Speaking the day after his heroics earned Great Britain a 3-1 win over Belgium to win the cup, the world number two said that "nothing ever gets done" when it comes to changing the direction the game is heading in on home shores.
The Lawn Tennis Association was heavily criticised by figures inside and outside the game for the failure to capitalise on Murray's Wimbledon success in 2013.
Participation actually fell in the months following his victory over Novak Djokovic and the LTA was faced with losing part of its funding from Sport England.
Speaking to a number of national newspapers, Murray said: "It's almost sometimes like I feel like a bit like you waste time because nothing ever gets done so I also don't want to waste my time talking about stuff. That's also the reality.
"I'd rather concentrate on my own stuff and when I've finished playing, I'll have a lot more time to try and help or give back to the game. But just now, I've just got to concentrate on trying to win as much as possible."
Murray added: "I don't know where the next generation are. I feel like I am saying 'I don't know' a lot but I genuinely don't know."
His words came after LTA chief executive Michael Downey said he was confident the Davis Cup triumph could lead to a growth in the game.
The Canadian cited Britain's first Davis Cup tie next year, against Japan in Birmingham in March, as the ideal time to really push participation.
He said: "These are very special, emotional moments that can actually drive interest in our sport, there's no doubt about it.
"We need to keep in mind the time of year we have got.

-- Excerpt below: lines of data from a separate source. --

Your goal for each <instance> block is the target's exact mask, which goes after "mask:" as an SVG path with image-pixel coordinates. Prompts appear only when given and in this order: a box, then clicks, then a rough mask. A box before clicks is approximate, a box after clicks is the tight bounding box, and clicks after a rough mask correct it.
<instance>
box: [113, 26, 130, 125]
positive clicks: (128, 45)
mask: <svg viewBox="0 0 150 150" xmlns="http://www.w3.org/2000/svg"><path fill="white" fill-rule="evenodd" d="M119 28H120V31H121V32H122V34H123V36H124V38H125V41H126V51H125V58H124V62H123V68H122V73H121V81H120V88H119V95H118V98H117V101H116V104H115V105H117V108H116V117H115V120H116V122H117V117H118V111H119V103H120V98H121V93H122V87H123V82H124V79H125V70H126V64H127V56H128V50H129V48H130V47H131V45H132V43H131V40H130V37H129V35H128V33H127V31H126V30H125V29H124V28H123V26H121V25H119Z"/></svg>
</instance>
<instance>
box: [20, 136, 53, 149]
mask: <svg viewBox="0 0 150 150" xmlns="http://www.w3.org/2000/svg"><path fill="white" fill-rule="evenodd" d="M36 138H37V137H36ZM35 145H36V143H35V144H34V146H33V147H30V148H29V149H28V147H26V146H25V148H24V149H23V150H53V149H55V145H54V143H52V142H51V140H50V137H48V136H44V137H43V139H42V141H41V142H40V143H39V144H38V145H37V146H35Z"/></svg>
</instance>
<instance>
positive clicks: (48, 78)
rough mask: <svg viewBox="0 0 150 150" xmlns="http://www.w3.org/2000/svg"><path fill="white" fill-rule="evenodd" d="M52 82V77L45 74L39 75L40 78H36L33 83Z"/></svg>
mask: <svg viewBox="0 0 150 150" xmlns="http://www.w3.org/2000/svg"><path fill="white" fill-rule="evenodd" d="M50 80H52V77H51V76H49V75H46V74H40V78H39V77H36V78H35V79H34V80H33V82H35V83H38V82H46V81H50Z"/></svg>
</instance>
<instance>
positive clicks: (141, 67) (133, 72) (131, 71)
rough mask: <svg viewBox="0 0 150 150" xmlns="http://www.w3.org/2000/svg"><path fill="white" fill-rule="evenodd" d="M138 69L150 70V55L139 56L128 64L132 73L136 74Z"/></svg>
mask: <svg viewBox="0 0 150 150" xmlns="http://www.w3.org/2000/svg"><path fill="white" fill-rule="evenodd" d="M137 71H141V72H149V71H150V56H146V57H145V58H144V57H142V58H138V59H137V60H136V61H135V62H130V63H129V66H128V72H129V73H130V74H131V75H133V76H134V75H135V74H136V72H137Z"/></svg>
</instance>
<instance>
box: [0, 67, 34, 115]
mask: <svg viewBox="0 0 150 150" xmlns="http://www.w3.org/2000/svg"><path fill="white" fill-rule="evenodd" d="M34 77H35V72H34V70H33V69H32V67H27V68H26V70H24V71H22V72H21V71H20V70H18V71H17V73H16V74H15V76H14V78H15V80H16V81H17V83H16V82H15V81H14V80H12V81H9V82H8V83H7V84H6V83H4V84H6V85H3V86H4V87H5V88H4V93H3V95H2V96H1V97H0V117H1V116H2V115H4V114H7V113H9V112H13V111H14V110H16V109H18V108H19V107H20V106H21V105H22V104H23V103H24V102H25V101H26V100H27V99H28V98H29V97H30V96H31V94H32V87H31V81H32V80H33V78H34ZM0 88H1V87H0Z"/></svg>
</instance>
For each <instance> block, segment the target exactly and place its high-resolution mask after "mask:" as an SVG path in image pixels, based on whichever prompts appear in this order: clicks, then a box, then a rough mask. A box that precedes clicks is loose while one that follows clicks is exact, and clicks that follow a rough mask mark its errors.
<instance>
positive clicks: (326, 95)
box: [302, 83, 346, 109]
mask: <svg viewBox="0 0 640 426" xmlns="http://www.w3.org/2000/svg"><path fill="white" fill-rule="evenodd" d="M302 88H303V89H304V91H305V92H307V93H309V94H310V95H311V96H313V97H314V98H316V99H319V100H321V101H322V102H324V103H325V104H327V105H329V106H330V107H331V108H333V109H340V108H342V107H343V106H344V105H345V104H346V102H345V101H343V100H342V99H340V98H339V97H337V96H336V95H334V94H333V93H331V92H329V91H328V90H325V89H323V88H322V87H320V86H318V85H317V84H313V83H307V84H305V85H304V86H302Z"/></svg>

Participation peaks when you head into the spring/summer period. We've probably got a couple of great weeks of coverage (now). That is going to encourage participation.
"We are hoping this team wins team of the year (at the BBC Sports Personality of the Year show). That would happen later in December.
"Then we will head towards that March period. Our team gets to come back to a home tie in Birmingham and that's going to be the time when we really want to see the activation hit a high level."
Meanwhile, Britain's Davis Cup captain Leon Smith insisted he currently has no plans to leave the role.
Having guided his team from ignominy to the top of the world, it would be entirely understandable if Smith felt it was time for a change.
The Scot would surely be in demand given the remarkable job he has done and was non-committal when asked about his future immediately after the final triumph against Belgium.
But he was adamant that was simply because he has not had time to think about it, and that he is already planning for next year's first-round tie.
There remained plenty of ambiguity in his answer, though, with the 39-year-old saying: "There's been so much gone into this year but also the years gone by that I've not thought anything about it.
"I've just really been focused on helping the whole group trying to achieve what they've done. That's it.
"I just want to enjoy this and see what happens. We've already booked the stadium for March. We're well down the route for now, but who knows?"